I'm over 50. I make dinner for anyone that's there and wants it. You can always come up with something. And I remember my mother cutting pies in half and sticking a fish finger on the side. No one ever went without. That's wot manners is.

And if they don't want to eat but want to hang about, absolutely fine. Who cares? Why on earth would you care??

IHaveBrilloHair · 12/06/2015 16:13

Doesn't bother me, they can have some if theres enough, or something else like crisps or snacks and a drink.
Dd eats in her room if she has friends over.
Not a battle worth fighting.

PomeralLights · 12/06/2015 16:15

I'm 30 and I've never heard of it being bad manners to not eat while others are eating - although if invited to sit at the table with a drink it would be bad manners not to.

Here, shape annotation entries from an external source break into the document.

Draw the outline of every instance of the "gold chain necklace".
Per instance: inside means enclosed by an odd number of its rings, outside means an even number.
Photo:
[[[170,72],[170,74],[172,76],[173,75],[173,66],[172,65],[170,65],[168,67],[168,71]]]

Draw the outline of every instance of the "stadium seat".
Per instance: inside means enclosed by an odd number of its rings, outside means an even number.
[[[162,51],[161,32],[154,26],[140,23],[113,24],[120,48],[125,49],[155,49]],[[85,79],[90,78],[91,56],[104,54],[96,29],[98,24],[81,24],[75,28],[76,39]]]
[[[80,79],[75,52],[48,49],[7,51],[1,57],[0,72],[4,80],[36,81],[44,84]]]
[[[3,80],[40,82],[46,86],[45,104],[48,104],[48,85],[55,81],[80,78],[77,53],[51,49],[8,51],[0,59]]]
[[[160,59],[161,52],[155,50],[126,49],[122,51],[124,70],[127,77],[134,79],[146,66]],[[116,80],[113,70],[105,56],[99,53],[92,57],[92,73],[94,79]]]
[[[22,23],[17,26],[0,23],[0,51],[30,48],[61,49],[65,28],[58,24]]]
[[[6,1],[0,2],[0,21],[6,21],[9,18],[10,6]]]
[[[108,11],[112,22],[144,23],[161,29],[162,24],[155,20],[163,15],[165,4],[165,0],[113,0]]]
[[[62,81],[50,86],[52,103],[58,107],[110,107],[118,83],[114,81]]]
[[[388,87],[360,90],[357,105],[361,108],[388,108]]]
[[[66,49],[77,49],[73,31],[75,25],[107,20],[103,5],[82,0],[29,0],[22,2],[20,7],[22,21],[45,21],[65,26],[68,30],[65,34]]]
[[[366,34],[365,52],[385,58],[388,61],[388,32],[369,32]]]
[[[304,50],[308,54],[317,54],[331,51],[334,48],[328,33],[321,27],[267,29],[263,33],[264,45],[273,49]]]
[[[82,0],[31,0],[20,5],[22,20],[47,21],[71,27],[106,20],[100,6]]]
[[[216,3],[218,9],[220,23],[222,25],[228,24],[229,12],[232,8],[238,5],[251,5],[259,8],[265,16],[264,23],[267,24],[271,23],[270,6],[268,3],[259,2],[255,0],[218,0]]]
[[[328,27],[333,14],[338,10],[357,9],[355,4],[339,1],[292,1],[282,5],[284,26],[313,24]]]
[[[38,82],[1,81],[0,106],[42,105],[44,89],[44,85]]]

Am sure I declined food at friends houses before because mum was cooking later, and sat while they ate...parents seemed to think it was a good way to encourage conversation in a 'we're people too!' way.

Tinkerisdead · 12/06/2015 16:17

I find it intrusive. Your either part of the meal or you excuse yourself. Surely its bad form sat there watching your hosts eat if you've refused the meal?

merrymouse · 12/06/2015 16:17

It depends - do you want them to go home? Are they annoying?